Maillardville, le cœur francophone de Coquitlam

par Robert Rothon, Vancouver (Colombie-Britannique)

Vous aurez beau chercher, aucune carte de la Colombie-Britannique ne vous indiquera l’emplacement de Maillardville. Pourtant, cette communauté existe bel et bien, autant physiquement que dans l’imaginaire du Britanno-Colombien moyen pour qui elle symbolise le fait francophone à l’ouest des Rocheuses.

Notre-Dame-de-Lourdes

La paroisse locale Notre-Dame-de-Lourdes se réunit dans cette église, la troisième à être édifiée sur l’emplacement original. La structure actuelle a été bénie en 1937 et érigée sur les fondations de la première église, construite par les pionniers en 1910.

Source : Maillardville Toujours

Notre Dame de Lourdes
Photo : Société francophone de Maillardville

La fondation
Le village de Maillarville est né à l’époque où les propriétaires du moulin à bois de Hastings Mills ont eu une sainte peur de se retrouver avec une main-d’œuvre indisciplinée. En 1909, ils ont envoyé une délégation dans l’Est canadien pour y recruter des Canadiens français, réputés pour être de bons travailleurs et des gens aux mœurs paisibles. Un premier contingent de 110 personnes a répondu à l’appel et a pris le train vers l’ouest.
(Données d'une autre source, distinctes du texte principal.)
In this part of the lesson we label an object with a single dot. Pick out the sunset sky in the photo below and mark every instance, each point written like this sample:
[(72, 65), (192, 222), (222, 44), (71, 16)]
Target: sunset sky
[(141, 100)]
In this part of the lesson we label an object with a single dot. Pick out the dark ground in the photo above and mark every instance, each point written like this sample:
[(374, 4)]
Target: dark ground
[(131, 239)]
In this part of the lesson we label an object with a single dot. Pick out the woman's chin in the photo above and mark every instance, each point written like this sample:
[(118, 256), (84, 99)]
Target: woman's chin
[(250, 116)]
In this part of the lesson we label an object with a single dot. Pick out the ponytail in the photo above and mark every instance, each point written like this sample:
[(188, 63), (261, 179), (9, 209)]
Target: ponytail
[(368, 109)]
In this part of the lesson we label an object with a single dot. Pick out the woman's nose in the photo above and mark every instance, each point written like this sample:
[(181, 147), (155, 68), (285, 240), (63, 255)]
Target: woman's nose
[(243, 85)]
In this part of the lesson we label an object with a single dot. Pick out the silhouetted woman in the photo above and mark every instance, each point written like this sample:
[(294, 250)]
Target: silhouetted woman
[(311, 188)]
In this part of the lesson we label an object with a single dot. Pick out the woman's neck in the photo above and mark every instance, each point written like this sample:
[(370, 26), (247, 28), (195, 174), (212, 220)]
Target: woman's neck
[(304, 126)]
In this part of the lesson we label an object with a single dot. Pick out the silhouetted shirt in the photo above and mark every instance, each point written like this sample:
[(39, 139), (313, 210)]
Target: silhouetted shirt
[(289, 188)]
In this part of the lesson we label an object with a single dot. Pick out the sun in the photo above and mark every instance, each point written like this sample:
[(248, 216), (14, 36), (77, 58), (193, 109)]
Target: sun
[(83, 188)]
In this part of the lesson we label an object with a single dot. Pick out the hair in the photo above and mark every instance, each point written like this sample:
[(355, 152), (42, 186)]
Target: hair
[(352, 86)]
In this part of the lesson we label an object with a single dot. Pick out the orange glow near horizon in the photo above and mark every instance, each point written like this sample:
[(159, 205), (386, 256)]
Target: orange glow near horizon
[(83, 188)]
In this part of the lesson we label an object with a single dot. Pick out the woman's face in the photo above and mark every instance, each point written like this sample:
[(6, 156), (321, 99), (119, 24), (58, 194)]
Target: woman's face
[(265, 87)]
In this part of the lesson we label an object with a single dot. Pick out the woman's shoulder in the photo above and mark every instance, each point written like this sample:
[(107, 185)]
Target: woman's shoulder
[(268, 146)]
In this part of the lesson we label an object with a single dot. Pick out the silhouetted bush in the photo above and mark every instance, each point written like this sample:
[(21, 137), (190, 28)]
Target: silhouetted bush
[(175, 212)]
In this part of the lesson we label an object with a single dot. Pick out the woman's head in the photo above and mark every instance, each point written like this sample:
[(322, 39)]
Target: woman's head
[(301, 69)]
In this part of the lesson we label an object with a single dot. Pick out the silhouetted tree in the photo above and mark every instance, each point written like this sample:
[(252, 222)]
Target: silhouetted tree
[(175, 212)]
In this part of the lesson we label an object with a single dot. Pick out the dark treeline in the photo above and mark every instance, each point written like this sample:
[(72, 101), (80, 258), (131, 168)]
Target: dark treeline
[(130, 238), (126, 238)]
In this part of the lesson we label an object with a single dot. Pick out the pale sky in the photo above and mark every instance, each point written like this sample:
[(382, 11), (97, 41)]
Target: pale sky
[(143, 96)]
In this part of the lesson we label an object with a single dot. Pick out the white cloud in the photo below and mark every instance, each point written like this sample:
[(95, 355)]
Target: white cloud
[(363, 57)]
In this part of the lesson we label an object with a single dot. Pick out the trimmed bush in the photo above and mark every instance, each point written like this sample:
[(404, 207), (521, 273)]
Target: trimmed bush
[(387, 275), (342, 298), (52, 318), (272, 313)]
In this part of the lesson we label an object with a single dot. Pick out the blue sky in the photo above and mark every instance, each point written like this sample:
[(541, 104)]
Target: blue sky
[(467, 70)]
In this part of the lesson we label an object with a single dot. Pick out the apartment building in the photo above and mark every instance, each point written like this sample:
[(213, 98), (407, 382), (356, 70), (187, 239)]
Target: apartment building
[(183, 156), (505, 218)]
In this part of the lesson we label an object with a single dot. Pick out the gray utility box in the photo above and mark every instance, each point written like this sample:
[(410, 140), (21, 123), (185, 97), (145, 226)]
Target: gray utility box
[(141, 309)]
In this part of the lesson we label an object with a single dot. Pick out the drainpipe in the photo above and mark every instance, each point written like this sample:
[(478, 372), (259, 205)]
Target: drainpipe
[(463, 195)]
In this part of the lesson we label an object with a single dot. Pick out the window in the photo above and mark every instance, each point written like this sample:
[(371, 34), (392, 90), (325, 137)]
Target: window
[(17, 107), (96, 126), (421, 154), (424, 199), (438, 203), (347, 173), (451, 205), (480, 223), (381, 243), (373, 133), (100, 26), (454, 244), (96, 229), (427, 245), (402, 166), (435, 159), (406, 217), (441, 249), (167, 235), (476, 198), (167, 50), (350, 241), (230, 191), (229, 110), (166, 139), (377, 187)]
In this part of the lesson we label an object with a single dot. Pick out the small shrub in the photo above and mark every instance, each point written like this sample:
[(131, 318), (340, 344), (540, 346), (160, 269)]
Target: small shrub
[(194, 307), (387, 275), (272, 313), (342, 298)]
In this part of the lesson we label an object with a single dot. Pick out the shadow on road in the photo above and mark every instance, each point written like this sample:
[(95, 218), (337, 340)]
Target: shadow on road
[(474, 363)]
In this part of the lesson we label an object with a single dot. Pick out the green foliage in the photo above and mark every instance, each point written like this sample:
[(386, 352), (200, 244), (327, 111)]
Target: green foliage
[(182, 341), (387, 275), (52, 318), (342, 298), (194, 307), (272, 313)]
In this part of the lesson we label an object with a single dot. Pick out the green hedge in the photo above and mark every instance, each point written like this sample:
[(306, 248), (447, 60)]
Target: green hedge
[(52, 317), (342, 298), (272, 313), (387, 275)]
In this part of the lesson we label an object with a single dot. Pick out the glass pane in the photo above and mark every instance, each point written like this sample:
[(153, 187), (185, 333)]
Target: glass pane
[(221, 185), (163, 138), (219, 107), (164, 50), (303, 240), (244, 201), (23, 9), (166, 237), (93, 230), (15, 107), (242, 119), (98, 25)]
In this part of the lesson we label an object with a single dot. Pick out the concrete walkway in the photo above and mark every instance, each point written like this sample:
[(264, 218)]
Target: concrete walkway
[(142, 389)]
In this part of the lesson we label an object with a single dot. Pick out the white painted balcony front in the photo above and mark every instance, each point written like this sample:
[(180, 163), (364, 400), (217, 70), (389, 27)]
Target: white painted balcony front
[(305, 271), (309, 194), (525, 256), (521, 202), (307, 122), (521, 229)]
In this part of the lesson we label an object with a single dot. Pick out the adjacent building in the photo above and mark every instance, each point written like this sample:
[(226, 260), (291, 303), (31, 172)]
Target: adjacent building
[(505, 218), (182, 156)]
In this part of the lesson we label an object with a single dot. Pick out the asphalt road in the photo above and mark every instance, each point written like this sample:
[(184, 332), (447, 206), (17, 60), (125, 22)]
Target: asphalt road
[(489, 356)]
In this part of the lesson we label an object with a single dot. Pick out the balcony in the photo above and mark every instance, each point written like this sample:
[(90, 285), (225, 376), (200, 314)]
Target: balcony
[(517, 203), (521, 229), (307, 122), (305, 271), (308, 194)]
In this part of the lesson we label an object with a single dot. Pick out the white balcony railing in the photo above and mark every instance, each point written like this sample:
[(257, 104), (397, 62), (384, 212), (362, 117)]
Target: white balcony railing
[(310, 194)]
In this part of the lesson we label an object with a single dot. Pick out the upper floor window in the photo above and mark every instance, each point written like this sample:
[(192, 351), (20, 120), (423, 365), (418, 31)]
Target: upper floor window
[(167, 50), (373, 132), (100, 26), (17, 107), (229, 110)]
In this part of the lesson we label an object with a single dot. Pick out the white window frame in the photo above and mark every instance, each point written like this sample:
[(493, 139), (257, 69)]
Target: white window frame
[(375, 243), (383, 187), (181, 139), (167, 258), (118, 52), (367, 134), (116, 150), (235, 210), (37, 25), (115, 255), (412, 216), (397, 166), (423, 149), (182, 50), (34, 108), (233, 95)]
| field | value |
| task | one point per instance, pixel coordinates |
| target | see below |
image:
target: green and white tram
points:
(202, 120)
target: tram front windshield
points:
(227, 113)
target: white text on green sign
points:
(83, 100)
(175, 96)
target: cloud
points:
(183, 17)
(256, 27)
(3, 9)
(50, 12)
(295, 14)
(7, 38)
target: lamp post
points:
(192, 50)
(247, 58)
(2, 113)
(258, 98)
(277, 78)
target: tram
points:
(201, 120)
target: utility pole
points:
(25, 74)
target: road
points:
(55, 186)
Arrivés à destination, les pionniers se sont installés sur les rives du fleuve Fraser, sur un site qu’ils ont dû défricher, et ont bâti un village ouvrier francophone comme ceux qu’ils avaient quittés dans l’est. Peu après leur arrivée, ils ont commencé la construction d’une école et de leur église, baptisée Notre-Dame-de-Lourdes, qui est devenue le cœur de la première paroisse de langue française de la Colombie-Britannique. En 1912, le village prend le nom de Maillardville en l’honneur du curé fondateur de la paroisse, le révérend père Edmond Maillard, O.M.I. Au fil des ans, les enfants des pionniers ont continué de défricher les terres des environs, de sorte que, presque 100 ans plus tard, les traditions et la langue française y ont survécu.

Des apparts nouveaux
Bien sûr, le temps a fait son œuvre. Autrefois isolé sur un monticule, le village est devenu un quartier de la ville de Coquitlam, située dans la banlieue de Vancouver. Le noyau francophone s’est fragmenté à chaque vague de nouveaux arrivants allophones et anglophones qui ont fini par former la majorité. Malgré tout, la flamme francophone ne s’est jamais éteinte puisque Maillardville renaît chaque année grâce à son Festival du bois. Cette manifestation culturelle mobilise toutes les ressources de la vieille communauté fondatrice qui acquiert ainsi son statut de foyer francophone. 

La maison Mackin

La maison Mackin fut construite en 1909 pour être la résidence du directeur commercial de la scierie, Henry J.Mackin, et de sa famille. Le titre de propriété fut transféré aux proprietaires successifs de la scierie et la maison demeura une résidence jusqu’en 1971. En 1993, la Coquitlam Heritage Society commença à transformer cette maison en musée. Aujourd’hui, la maison historique Mackin et son musée des jouets donnent aux visiteurs un aperçu de la vie des débuts de Maillardville.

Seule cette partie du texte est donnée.